3. Formas de controle de constitucionalidade exercidas pelo Poder Judiciário.

            Nosso sistema jurídico-legal prevê duas formas de controle de constitucionalidade a serem exercidas por parte do Poder Judiciário: a forma concentrada (por via direta) e a forma difusa (por via de exceção).

            O controle concentrado é exercido através das Ações Diretas de Inconstitucionalidade e das Ações Declaratórias de Constitucionalidade, sendo as normas analisadas em tese. Compete ao Supremo Tribunal Federal o julgamento de tais feitos propostos em face da Constituição Federal, e aos Tribunais de Justiça dos Estados o julgamento de demandas da mesma natureza propostas em face das Constituições dos Estados. Válido salientar que nosso sistema jurídico não prevê tais ações quando a constitucionalidade ou inconstitucionalidade a ser analisada seja de norma municipal em face da Constituição Federal, restando, nestes casos, apenas o controle de constitucionalidade difuso.

            A declaração de inconstitucionalidade pela via direta, somente feita pela maioria absoluta dos membros componentes do órgão julgador, fulmina a norma do ordenamento jurídico desde a sua promulgação, sendo oponível erga omnes.
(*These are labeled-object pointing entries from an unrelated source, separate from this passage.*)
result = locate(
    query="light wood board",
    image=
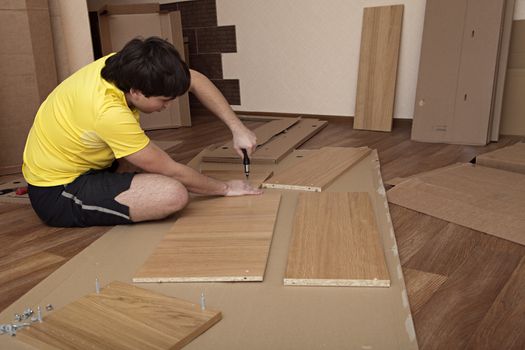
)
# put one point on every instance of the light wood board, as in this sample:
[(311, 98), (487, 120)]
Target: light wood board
[(317, 170), (216, 239), (121, 316), (255, 179), (510, 158), (335, 242), (378, 60), (481, 198), (276, 148)]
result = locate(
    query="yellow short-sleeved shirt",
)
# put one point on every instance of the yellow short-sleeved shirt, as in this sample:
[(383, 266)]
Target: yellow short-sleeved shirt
[(85, 123)]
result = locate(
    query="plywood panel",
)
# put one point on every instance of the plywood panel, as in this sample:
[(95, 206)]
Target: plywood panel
[(318, 170), (277, 147), (379, 55), (335, 242), (484, 199), (216, 239), (121, 316)]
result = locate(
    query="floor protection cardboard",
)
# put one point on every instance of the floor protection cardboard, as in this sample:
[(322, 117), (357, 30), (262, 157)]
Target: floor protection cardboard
[(256, 315), (482, 198)]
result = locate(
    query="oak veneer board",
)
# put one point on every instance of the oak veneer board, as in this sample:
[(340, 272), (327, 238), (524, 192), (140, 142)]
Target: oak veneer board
[(288, 317), (317, 170), (255, 179), (275, 148), (121, 316), (216, 239), (335, 242), (511, 158), (378, 60), (484, 199)]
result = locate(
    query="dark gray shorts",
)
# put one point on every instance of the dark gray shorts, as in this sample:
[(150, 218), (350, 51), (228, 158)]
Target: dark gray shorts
[(87, 201)]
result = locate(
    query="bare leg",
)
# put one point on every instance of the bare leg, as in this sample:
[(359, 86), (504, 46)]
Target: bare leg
[(153, 196)]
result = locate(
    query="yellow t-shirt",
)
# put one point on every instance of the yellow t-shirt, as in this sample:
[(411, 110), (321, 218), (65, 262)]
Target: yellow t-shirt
[(85, 123)]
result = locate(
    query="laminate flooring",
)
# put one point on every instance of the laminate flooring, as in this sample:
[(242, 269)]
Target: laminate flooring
[(465, 287)]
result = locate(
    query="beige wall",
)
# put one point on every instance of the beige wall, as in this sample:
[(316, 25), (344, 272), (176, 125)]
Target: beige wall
[(301, 56)]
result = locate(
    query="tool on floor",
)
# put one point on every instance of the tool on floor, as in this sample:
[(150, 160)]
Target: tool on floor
[(246, 163)]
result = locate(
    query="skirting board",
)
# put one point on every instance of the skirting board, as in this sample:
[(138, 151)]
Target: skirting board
[(288, 317)]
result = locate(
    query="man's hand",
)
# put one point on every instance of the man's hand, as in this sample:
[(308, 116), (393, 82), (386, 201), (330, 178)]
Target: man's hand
[(240, 188), (244, 138)]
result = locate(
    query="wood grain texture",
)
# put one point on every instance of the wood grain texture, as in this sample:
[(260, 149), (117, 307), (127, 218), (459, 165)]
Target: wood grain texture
[(255, 179), (502, 327), (421, 286), (121, 316), (216, 239), (275, 149), (378, 60), (485, 199), (335, 242), (317, 170)]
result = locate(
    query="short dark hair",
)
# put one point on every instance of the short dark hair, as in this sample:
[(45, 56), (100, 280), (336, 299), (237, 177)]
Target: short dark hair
[(150, 65)]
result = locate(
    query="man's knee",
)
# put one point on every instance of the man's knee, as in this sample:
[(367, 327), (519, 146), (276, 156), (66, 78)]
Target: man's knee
[(177, 196)]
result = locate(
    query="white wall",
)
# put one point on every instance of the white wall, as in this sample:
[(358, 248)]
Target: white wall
[(302, 56)]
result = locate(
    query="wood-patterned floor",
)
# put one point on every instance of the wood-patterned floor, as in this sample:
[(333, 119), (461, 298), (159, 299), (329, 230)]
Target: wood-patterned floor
[(466, 288)]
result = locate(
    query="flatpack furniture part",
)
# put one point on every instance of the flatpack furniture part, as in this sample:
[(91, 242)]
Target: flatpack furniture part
[(120, 23), (28, 74), (378, 61), (287, 317), (512, 121), (318, 170), (256, 178), (335, 242), (121, 316), (511, 158), (481, 198), (457, 85), (214, 240), (279, 141)]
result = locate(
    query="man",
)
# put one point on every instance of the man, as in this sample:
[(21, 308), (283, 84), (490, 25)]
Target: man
[(91, 119)]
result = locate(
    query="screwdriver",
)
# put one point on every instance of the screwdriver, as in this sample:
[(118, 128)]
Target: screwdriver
[(246, 163)]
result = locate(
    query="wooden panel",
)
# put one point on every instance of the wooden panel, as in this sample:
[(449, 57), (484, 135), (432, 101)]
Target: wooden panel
[(121, 316), (484, 199), (379, 55), (318, 170), (278, 147), (217, 239), (256, 177), (335, 242)]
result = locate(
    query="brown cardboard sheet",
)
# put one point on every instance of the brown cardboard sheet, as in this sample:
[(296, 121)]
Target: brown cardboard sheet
[(511, 158), (265, 315), (484, 199), (121, 317)]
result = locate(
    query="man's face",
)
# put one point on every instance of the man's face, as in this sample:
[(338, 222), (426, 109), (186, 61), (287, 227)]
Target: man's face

Válido salientar que poucos são os que detêm legitimidade ativa para propor tais ações.

            Por outro lado, o controle de constitucionalidade difuso pode ser exercido por qualquer interessado, em qualquer litígio judicial, seja de que natureza for, seja qual for o juízo, bastando argüir-se o vício da inconstitucionalidade diante do caso concreto, como um dos fundamentos da demanda. Convencendo-se da inconstitucionalidade da norma, a autoridade julgadora do feito negará a aplicação da norma atacada diante daquele específico caso concreto.

            Negar a aplicação de norma inconstitucional diante do caso concreto, ademais, não se trata de mera faculdade dos magistrados, mas de verdadeiro dever destes no exercício da função de guardiões da Constituição, a qual lhes é conferida pela própria carta magna. O não-exercício de tal dever equivale a admitir-se que normas inferiores possam desafiar o poder da norma suprema do Estado brasileiro, bem como à negativa da soberania estatal e da existência do próprio Poder Judiciário, uma vez que o poder de dizer o direito a ser aplicado no caso concreto é a mais fina forma de se exercer a soberania.

            Dentro desta linha de raciocínio, a Lei de Organização Judiciária do Estado do Rio Grande do Norte assim dispôs:

            Art. 3oOs juízes devem negar aplicação, nos casos concretos, às leis que entenderem manifestamente inconstitucionais, sendo, entretanto, da competência privativa do Plenário do Tribunal de Justiça, pela maioria absoluta dos seus membros, a declaração de inconstitucionalidade de lei ou ato normativo do Poder Público estadual ou municipal em face da Constituição do Estado – grifei.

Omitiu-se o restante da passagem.